Reaccionaron los concejales radicales ofreciéndose poner el nombre de Madres de Plaza de Mayo a la calle donde vive el monstruo pringoso. Pero se me ocurre que el nombre que debería llevar esa calle tendría que ser "Rosa", el de aquella niñita nacida de esa madre humillada hasta el hartazgo. Llamar "Rosa" a la calle donde hoy, todos los días, dos autos patrulleros de la Bonaerense custodian la cueva del sanguinario delincuente. "Rosa", para que ese nombre se le meta por todos y cada uno de los poros de paredes y ventanas y el escondido escuche así las risas y los llantos del bebé que él alejó de su madre.

Señores concejales radicales: las Madres de Plaza de Mayo no necesitan del nombre de ninguna calle; a ellas ya les pertenecen todas y cada una de las anchas avenidas bordeadas de florecidos jacarandaes nacidos de la tierra que contiene la generosa sangre derramada por sus hijos.
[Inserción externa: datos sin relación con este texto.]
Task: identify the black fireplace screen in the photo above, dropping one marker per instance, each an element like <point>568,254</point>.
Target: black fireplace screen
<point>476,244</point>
Contra el silencio de hoy, propongamos que todos los 2 de abril, el día en que vio la luz la pequeña Rosa, las maestras pongan jarrones en sus escritorios y que ese día los alumnos traigan rositas silvestres para esos jarrones, en recuerdo de Rosa, la niña recién nacida, a quien se le negó la caricia, la ternura, la tibieza de los brazos de su joven madre.